The Abyss was filmed in an abandoned nuclear power plant - Alamy
The Abyss was filmed in an abandoned nuclear power plant - Alamy

Cameron retained his zeal. Each day he was forced to wait just under the surface before coming up to avoid getting the bends after filming, and so insisted on having dailies played on a screen in the tank’s control room so he could watch them through a window while he waited underwater.

Afterwards, Cameron would head back to his rented house in Gaffney and breath pure oxygen from a tank on medical advice. Exhausted, he would sometimes wake up fully dressed in the position he’d fallen asleep.

Then, during one day’s filming, the worst happened. Cameron went to take a breath and realised he had run out of oxygen completely. He used the last air in his lungs to ask for help, but nobody came.

Ditching his helmet, he attempted a ‘blow and go’ – what divers call a dash for the surface while exhaling, to make sure they don’t die from the air left in their bodies expanding as the pressure changes and making their lungs explode.

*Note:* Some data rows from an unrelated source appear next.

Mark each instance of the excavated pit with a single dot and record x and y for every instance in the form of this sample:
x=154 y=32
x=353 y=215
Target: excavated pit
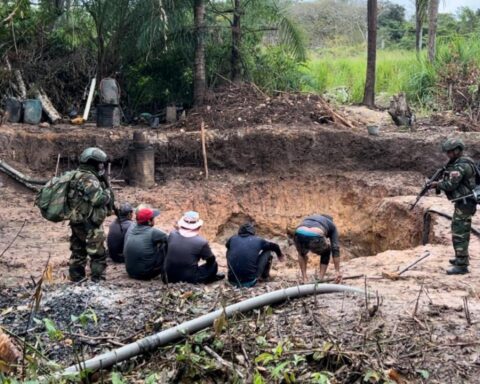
x=272 y=176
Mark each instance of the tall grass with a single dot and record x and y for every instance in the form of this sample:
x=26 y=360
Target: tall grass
x=331 y=71
x=397 y=70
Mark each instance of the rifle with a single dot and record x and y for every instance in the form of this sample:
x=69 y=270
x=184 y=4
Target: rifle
x=475 y=194
x=112 y=207
x=436 y=176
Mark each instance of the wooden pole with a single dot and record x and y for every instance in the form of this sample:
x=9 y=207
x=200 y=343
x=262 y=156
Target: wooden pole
x=90 y=99
x=204 y=149
x=58 y=165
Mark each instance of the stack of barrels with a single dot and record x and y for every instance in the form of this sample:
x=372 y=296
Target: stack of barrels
x=108 y=111
x=29 y=111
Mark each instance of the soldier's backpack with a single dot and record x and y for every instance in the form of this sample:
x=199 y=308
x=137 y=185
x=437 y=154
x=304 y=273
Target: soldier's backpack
x=52 y=200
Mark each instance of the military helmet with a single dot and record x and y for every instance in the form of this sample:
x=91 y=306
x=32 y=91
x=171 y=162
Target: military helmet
x=93 y=153
x=451 y=144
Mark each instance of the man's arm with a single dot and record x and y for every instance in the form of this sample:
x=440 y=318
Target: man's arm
x=159 y=236
x=207 y=254
x=273 y=247
x=335 y=244
x=334 y=241
x=455 y=178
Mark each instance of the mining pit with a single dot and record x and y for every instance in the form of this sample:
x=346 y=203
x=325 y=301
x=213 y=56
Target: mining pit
x=272 y=175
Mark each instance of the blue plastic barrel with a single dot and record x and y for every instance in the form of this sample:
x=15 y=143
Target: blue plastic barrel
x=32 y=111
x=13 y=107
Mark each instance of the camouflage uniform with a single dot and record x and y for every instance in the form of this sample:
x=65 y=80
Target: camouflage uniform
x=91 y=201
x=459 y=180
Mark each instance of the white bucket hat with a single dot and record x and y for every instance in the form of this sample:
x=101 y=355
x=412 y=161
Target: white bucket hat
x=190 y=220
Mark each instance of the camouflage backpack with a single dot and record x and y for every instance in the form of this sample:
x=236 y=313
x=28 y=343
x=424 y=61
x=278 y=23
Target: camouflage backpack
x=53 y=198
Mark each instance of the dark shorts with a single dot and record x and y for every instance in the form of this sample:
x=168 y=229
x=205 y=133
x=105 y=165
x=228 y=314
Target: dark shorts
x=315 y=244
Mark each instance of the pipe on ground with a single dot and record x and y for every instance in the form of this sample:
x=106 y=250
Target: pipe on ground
x=167 y=336
x=34 y=184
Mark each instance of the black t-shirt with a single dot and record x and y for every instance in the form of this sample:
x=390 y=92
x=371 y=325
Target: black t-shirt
x=116 y=238
x=243 y=254
x=183 y=256
x=141 y=249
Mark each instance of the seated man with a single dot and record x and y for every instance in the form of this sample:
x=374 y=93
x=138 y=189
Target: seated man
x=117 y=231
x=185 y=250
x=145 y=247
x=311 y=235
x=249 y=257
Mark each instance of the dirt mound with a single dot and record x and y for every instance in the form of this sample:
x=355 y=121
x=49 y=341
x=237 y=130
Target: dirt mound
x=245 y=105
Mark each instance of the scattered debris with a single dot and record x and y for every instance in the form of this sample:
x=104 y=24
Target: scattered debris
x=246 y=105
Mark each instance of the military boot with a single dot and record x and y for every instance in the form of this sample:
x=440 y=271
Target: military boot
x=460 y=266
x=458 y=270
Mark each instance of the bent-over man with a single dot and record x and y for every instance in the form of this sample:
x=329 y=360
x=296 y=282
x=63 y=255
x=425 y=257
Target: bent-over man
x=311 y=235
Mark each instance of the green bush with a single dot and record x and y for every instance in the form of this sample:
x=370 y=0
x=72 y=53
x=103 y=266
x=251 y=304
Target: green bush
x=274 y=69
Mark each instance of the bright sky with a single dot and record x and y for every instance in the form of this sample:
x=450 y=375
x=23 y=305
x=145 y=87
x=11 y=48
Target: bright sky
x=446 y=6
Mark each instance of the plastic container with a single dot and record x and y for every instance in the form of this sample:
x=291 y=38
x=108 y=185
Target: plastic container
x=32 y=111
x=13 y=108
x=373 y=130
x=108 y=116
x=141 y=162
x=109 y=91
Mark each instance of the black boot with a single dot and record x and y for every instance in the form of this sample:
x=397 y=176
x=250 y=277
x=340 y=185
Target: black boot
x=458 y=270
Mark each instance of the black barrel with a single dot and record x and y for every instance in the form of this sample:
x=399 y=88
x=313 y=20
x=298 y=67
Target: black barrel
x=141 y=162
x=108 y=116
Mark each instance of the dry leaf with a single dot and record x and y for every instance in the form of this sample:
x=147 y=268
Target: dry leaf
x=48 y=274
x=9 y=354
x=396 y=376
x=187 y=295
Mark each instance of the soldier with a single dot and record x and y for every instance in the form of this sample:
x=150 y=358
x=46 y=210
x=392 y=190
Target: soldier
x=91 y=201
x=458 y=181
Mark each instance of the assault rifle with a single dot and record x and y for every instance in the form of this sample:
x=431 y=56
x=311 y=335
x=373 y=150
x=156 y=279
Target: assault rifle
x=436 y=176
x=112 y=207
x=475 y=194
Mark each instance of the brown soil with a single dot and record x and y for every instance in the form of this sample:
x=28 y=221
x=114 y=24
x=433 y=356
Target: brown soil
x=273 y=175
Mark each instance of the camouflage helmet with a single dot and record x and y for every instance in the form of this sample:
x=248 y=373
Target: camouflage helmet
x=93 y=153
x=451 y=144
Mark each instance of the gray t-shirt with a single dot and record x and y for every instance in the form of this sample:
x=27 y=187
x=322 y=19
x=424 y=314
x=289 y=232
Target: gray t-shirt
x=141 y=249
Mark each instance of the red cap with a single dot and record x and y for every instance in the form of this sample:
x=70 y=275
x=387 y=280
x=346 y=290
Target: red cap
x=146 y=214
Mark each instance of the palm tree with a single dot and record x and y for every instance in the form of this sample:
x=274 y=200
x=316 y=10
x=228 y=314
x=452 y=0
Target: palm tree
x=199 y=77
x=257 y=16
x=369 y=95
x=432 y=28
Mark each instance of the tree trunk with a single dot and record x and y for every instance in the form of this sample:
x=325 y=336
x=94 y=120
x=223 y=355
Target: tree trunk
x=432 y=28
x=235 y=60
x=199 y=81
x=369 y=95
x=419 y=17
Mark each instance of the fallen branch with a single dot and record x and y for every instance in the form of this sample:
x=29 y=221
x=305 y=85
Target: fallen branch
x=15 y=238
x=170 y=335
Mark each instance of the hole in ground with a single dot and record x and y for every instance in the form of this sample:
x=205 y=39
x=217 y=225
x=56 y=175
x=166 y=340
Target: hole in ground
x=370 y=220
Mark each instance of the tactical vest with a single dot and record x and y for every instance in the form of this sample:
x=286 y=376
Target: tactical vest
x=468 y=181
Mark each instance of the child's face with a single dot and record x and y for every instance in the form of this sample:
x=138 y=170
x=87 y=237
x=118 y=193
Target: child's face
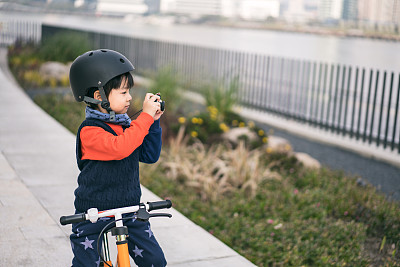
x=120 y=98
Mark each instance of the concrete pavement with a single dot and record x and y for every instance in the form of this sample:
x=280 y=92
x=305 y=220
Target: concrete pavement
x=37 y=179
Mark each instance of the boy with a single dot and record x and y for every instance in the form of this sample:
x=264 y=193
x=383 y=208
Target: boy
x=109 y=147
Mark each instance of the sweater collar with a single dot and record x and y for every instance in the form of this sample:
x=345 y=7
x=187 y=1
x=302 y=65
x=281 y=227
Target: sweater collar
x=120 y=119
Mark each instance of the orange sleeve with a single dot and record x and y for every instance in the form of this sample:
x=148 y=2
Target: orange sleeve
x=98 y=144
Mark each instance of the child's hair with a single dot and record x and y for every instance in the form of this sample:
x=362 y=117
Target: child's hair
x=111 y=84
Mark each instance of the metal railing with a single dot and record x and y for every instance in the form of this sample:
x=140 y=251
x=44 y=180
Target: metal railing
x=12 y=29
x=354 y=101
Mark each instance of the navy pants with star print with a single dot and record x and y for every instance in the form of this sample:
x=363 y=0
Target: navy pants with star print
x=143 y=247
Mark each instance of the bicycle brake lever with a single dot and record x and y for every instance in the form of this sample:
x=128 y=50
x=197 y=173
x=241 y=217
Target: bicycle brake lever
x=142 y=215
x=160 y=215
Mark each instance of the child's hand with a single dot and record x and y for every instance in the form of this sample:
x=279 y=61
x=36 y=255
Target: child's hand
x=151 y=106
x=158 y=115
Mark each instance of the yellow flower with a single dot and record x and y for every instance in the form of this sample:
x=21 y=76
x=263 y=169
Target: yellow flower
x=223 y=127
x=182 y=120
x=194 y=134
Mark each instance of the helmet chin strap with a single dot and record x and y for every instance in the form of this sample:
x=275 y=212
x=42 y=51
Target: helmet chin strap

A diver caught up to Cameron and attempted to give him air from a regulator, but it was broken and spewed water into his lungs. Thinking Cameron was panicking, the diver grasped him closer and tried to force him to take the regulator again; Cameron punched him as hard as he could, and escaped.

Cameron just made it to the surface. It was, he told Rebecca Keegan, “a classic clusterf--k”. Later that day, though, he wanted his helmet retrieved from the bottom of the tank. He was ready to go again.

Though Cameron admitted mangling his own ending – an intended finale with a giant tsunami was pulled, to his later regret – The Abyss was a unique, innovative piece of moviemaking, and scratched an itch Cameron had harboured since childhood.

Harris was less starry eyed about the whole thing though: “It was a bitch.”